On ne va pas y aller par quatre chemins : Les Triplettes de Belleville est un petit bijou, une perle dans une huître, un arc-en-ciel après l’orage, un coquelicot dans les herbes folles, une oasis dans le désert – et même une deux-chevaux customisée. Je m’égare, mais il y a de quoi, tant cette œuvre dégage de poésie, de beauté, d’imagination, de subtilité, d’intelligence et de savoir-faire… C’est la première fois depuis trois ans que Le français dans le monde vous entretient d’un film d’animation. Non pas que nous n’aimions pas ce genre, mais cela ne s’était jamais présenté : nous allons nous rattraper…
Sylvain Chomet, pour les amateurs de bandes dessinées, est un nom évocateur puisque, avant de se lancer dans le cinéma d’animation, il œuvrait principalement pour le monde des phylactères. Bref, le petit Sylvain, devenu grand, réalise, en 1996, un court-métrage sublime, La vieille dame et les pigeons, qui lui vaut moult récompenses… Puis il embraye sur l’aventure du long-métrage qui nous occupe aujourd’hui. Entre-temps il a vécu en Angleterre, où il s’est familiarisé avec la technique de l’animation, et au Canada, où il réside toujours. D’ailleurs, Les Triplettes de Belleville a été rendu possible grâce aux talents conjugués de Canadiens, de Français et de Belges. Francophonie, quand tu nous tiens…

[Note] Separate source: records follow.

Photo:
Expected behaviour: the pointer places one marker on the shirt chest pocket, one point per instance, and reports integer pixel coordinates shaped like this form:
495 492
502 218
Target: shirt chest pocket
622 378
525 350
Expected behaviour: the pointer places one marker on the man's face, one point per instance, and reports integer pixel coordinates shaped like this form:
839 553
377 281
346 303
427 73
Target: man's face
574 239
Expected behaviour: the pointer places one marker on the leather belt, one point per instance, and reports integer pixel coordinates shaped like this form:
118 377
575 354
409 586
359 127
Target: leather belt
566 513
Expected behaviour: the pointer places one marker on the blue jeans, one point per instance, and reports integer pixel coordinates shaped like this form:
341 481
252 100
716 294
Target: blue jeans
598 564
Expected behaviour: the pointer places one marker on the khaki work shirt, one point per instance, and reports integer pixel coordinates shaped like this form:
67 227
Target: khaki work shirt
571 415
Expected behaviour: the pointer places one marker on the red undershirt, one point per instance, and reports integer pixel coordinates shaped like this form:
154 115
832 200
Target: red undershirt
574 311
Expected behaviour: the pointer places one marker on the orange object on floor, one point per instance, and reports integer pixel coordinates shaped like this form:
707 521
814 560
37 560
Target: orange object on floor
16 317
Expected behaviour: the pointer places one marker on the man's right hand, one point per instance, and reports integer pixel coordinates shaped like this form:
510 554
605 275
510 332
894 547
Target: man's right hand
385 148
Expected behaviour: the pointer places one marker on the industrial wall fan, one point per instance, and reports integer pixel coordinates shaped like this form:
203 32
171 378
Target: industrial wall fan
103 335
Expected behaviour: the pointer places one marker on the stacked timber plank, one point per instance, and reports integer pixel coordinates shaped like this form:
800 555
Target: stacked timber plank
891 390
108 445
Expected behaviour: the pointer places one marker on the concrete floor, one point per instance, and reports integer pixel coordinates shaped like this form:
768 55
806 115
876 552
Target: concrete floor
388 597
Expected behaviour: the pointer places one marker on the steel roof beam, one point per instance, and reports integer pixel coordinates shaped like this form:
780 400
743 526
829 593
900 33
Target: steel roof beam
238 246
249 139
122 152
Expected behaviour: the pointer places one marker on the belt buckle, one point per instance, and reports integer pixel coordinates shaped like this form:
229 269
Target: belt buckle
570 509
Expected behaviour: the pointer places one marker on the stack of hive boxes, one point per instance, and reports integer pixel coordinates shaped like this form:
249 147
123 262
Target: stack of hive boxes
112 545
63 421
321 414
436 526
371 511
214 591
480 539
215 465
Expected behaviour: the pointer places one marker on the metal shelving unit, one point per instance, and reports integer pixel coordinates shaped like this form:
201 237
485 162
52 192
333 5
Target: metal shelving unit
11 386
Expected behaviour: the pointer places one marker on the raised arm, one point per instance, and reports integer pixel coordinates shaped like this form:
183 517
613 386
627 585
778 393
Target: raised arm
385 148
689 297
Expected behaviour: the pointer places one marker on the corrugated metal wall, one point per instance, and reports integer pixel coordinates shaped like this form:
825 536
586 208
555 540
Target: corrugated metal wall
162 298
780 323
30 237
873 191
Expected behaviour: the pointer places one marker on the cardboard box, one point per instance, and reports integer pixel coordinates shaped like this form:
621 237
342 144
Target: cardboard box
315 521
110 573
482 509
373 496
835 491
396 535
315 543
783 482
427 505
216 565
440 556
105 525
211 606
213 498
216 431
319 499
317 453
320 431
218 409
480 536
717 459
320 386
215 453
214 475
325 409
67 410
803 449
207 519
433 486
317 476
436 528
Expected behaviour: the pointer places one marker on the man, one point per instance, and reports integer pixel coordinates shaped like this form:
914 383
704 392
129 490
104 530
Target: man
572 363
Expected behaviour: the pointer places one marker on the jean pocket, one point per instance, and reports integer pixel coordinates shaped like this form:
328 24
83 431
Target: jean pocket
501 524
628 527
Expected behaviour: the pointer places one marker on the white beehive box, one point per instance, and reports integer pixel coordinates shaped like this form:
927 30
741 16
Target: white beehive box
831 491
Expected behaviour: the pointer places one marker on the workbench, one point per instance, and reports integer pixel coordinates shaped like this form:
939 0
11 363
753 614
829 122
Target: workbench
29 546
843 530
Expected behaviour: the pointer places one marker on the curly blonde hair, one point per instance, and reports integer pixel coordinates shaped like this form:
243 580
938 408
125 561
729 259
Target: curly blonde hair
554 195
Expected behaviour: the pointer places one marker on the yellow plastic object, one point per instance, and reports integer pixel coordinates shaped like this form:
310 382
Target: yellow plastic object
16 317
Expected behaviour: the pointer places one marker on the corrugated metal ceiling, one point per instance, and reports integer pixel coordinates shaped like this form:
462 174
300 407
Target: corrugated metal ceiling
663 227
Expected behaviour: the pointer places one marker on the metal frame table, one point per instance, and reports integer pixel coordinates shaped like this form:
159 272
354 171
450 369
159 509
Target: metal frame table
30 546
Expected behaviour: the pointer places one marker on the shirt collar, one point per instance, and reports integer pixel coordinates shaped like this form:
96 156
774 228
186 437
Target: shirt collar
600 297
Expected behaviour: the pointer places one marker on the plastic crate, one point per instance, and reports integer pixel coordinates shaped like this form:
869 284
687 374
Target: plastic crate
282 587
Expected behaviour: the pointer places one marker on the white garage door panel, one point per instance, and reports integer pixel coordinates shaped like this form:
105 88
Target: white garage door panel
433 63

Donc, Les Triplettes… Il était une fois un petit garçon mélancolique – malgré un prénom dynamique : Champion – élevé par sa grand-mère, Madame Souza. Après des années d’entraînement, Champion est devenu un as de la bicyclette au point de participer au Tour de France. Une course qui lui sera fatale… En effet, il est enlevé par de mystérieux hommes en noir. Flanquée de son gros chien débonnaire et fidèle (lui s’appelle Bruno…), grand-maman Souza part, jusque de l’autre côté de l’Atlantique, chercher son petit-fils. Là-bas, elle rencontre trois anciennes stars de music-hall, excentriques à souhait, les fameuses Triplettes. Ce curieux attelage se met en quête de Champion dans une ville étonnante, mélange de Paris, de Montréal et d’autres grandes cités, et devra déjouer la puissante mafia française au nez vérolé…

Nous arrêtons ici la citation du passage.